A partir des années 1860, l'expansion du bassin se ralentit. Les charbons stéphanois sont concurrencés et bientôt dépassés par les charbons du Nord et du Pas de Calais, mieux situés par rapport aux centres de consommation français. La production se stabilise entre 3 et 4 millions de tonnes.
Après la Seconde guerre mondiale, l'heure est à la modernisation et à la rationalisation dans le cadre de la nationalisation des mines de charbon (1946), alors que le pétrole et le gaz tendent à se substituer au charbon. Les puits sont un à un fermés, la conversion des hommes engagée. A partir de 1973, seul le puits Pigeot continue de remonter un peu de charbon. Il fermera en 1983, clôturant l'aventure houillère du territoire.

Couriot, histoire d'un site

Edifié aux portes de Saint-Etienne en 1913-1914 et entré en fonctionnement en 1919, le puits Couriot est alors le plus important puits du bassin, et atteint plus de 720 m de profondeur.
Propriété de la Société anonyme des Mines de la Loire, l'une des quatre grandes compagnies du bassin, il occupe un site où avaient été édifiés au milieu du siècle précédent les puits Chatelus, juste au contact de la ligne de chemin de fer Saint-Etienne-Le Puy, pour permettre une commercialisation aisée du charbon de la concession.
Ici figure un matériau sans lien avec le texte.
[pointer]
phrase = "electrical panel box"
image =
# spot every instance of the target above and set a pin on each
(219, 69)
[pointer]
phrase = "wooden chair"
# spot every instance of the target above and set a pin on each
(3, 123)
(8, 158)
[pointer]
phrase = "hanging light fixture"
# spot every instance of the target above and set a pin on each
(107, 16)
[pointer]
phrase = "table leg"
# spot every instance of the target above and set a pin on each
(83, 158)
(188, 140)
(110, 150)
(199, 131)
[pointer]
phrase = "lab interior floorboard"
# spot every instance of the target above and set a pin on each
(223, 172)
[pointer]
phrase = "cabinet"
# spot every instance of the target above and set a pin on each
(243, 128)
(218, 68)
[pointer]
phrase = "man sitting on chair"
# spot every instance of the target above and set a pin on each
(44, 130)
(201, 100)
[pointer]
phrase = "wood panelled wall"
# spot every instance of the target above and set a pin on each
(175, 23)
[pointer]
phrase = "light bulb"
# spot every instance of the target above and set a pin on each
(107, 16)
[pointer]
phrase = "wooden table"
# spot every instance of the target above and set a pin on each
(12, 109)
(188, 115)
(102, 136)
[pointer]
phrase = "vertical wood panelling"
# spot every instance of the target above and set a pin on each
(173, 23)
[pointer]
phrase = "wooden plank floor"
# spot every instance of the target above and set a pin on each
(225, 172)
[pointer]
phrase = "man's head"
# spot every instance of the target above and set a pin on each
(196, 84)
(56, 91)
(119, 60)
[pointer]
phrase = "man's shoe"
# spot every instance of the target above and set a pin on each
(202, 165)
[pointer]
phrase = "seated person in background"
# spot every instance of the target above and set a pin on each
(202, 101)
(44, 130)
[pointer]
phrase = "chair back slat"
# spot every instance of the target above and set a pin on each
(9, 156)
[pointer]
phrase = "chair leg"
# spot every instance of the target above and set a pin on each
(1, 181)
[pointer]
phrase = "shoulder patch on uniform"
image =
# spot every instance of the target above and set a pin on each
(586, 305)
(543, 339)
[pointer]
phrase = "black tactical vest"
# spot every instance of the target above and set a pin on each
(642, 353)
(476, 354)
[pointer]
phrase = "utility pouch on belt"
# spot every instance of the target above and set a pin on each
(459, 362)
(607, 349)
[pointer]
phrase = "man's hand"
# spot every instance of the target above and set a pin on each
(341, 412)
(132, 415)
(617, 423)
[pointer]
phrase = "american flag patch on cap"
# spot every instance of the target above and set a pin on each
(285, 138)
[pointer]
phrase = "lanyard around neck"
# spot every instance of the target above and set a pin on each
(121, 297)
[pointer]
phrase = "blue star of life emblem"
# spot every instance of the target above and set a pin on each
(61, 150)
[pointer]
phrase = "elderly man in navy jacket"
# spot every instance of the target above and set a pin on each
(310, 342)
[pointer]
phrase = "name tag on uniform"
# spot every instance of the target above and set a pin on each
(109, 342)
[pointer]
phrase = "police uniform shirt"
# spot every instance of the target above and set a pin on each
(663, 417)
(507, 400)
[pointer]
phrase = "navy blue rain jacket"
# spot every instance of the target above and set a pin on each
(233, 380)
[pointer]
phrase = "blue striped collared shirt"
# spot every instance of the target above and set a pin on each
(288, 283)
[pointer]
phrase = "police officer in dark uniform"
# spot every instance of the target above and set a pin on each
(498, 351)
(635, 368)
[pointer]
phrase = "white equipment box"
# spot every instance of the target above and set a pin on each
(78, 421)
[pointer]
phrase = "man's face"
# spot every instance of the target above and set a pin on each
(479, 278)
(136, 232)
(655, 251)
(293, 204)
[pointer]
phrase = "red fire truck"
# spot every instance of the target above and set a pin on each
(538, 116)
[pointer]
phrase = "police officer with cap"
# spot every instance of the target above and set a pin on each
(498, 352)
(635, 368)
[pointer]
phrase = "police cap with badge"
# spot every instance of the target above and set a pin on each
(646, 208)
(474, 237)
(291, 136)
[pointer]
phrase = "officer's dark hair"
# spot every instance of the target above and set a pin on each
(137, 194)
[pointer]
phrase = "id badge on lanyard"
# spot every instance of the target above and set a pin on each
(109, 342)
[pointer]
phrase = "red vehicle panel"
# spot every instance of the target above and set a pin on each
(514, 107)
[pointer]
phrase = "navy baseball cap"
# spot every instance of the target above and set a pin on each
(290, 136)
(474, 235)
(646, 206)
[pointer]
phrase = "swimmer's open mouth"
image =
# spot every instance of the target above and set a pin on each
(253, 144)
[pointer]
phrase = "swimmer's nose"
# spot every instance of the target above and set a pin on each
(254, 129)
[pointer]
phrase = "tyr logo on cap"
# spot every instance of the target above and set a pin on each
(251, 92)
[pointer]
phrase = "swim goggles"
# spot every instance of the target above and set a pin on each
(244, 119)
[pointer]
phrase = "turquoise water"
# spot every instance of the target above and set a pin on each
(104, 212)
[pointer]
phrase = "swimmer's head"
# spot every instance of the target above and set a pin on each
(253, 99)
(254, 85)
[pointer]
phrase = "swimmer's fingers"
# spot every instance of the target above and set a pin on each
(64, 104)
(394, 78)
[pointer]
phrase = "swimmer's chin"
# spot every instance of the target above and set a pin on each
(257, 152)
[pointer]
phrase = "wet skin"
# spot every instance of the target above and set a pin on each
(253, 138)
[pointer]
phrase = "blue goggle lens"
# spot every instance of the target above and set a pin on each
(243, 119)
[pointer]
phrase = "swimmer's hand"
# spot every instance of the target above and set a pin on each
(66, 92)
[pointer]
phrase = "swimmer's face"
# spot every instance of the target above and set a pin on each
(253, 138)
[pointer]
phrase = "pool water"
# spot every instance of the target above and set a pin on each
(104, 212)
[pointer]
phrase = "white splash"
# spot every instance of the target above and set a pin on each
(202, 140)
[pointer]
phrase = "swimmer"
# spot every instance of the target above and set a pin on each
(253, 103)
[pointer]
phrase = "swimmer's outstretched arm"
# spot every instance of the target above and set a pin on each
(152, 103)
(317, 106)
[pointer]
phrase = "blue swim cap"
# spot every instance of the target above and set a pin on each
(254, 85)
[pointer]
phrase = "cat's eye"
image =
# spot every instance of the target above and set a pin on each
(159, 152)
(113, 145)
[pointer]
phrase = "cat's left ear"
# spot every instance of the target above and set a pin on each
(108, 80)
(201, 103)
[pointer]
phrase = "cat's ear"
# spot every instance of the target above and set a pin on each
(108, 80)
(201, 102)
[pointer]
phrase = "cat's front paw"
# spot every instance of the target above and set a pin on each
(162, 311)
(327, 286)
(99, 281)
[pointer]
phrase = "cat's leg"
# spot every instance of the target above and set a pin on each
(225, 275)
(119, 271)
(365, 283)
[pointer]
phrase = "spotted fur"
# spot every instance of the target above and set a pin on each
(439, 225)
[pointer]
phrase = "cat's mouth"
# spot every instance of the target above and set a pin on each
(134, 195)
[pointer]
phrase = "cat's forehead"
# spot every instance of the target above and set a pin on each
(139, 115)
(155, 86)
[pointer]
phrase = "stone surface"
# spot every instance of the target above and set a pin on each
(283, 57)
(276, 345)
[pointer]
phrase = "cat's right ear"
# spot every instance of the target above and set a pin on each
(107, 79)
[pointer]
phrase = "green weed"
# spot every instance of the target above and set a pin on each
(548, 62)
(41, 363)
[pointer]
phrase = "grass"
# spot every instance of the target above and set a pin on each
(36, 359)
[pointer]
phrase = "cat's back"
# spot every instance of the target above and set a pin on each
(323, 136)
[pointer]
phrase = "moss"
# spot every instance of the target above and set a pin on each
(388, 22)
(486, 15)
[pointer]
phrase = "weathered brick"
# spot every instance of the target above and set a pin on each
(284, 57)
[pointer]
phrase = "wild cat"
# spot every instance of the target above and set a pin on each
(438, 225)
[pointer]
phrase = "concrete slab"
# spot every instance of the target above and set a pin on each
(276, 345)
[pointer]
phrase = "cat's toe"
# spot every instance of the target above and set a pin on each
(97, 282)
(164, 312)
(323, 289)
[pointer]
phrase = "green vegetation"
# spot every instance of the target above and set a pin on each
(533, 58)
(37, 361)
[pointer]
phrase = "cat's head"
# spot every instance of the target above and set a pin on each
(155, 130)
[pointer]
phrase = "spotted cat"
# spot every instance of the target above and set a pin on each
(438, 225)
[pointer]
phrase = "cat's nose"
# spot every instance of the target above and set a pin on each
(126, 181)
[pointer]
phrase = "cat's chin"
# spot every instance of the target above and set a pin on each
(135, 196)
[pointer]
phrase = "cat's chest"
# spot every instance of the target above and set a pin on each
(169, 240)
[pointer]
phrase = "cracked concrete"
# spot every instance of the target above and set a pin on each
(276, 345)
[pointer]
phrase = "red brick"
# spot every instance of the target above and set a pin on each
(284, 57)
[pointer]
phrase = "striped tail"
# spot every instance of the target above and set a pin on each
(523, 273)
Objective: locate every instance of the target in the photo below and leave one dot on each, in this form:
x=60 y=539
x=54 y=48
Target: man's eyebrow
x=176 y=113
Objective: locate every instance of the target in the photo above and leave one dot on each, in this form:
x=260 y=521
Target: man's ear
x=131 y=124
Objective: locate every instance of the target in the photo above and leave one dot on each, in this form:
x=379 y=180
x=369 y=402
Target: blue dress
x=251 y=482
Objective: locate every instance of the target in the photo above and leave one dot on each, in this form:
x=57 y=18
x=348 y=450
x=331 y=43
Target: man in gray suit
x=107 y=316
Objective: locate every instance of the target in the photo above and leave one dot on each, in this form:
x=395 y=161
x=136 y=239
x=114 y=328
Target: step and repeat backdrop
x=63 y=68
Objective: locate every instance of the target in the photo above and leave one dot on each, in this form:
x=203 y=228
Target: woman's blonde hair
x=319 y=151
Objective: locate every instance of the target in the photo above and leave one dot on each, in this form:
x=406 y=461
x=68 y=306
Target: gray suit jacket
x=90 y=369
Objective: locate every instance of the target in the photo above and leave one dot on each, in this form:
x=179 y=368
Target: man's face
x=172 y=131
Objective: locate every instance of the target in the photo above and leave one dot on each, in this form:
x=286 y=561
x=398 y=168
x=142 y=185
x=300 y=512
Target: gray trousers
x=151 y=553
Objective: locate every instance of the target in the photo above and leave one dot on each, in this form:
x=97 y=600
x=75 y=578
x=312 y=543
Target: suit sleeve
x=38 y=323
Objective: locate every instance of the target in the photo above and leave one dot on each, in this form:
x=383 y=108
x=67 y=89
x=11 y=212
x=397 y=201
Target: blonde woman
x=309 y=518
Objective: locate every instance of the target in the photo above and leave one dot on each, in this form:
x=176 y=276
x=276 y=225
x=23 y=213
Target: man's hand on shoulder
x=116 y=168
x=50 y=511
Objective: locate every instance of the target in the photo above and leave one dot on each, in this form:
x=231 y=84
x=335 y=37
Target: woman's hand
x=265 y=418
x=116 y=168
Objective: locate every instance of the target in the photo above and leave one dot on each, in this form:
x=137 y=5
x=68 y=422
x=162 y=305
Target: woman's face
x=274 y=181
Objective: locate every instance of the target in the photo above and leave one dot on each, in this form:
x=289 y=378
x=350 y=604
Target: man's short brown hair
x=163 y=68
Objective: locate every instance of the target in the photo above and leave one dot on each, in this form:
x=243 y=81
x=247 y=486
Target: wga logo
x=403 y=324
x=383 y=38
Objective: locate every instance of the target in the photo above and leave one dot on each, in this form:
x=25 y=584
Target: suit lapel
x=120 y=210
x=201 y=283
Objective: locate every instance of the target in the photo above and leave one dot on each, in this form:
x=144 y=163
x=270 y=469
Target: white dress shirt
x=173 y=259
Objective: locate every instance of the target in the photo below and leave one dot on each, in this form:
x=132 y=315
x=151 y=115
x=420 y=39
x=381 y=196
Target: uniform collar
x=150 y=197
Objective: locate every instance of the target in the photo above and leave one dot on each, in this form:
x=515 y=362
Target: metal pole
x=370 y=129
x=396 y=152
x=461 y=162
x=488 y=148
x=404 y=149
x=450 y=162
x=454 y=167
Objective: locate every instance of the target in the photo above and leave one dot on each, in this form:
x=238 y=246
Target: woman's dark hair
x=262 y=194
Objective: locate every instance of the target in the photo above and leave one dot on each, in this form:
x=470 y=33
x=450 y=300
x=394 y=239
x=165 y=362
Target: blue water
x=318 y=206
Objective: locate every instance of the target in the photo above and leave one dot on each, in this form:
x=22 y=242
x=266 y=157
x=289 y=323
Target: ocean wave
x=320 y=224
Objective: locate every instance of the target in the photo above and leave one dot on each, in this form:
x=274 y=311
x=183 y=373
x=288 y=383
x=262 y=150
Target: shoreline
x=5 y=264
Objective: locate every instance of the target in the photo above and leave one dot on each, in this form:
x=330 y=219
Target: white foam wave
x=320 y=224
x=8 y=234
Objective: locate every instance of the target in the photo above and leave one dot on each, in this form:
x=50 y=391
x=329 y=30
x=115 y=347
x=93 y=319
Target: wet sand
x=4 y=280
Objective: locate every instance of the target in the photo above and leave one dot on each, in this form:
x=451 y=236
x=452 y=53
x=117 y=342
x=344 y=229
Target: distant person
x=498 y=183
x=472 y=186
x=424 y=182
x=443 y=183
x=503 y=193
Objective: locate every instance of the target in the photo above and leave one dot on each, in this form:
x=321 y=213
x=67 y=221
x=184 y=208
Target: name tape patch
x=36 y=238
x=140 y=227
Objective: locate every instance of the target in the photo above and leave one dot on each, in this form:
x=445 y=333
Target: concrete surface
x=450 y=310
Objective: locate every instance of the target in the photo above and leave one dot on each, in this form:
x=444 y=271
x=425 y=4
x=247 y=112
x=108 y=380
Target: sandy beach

D'abord prévu pour extraire annuellement 300.000 tonnes, soit trois fois la production des plus grands puits du bassin d'alors, il est fortement modernisé en 1936, et sa capacité portée à un million de tonnes. Il est doté à sa naissance de toutes les installations techniques nécessaires à l'extraction, au lavage et à l'expédition du charbon, d'une grande batterie de fours à coke, d'une usine chimique récupérant et traitant les gaz de houille et leurs dérivés, d'une centrale électrique, et même d'une petite aciérie, également longtemps propriété de la compagnie minière.
A son apogée, Couriot employe plus de 1.500 mineurs. La compagnie a progressivement édifié pour une partie d'entre eux plusieurs cités, dont les plus importants ensembles (cités de Chavassieux) sont à un peu plus de deux kilomètres du puits.
Couriot est dépassé dans l'Après guerre par le nouveau puits Pigeot, édifié à La Ricamarie dans la vallée de l'Ondaine, où se concentre l'effort de modernisation de la mine stéphanoise sous l'égide de Charbonnages de France, entreprise publique résultant de la nationalisation des compagnies privées en 1946. L'activité du puits décline à partir de 1963. Il devient simple puits de service de Pigeot en 1965, partiellement démantelé (démolition des installations de lavage et du puits Chatelus 1), avant d'être définitivement fermé en 1973.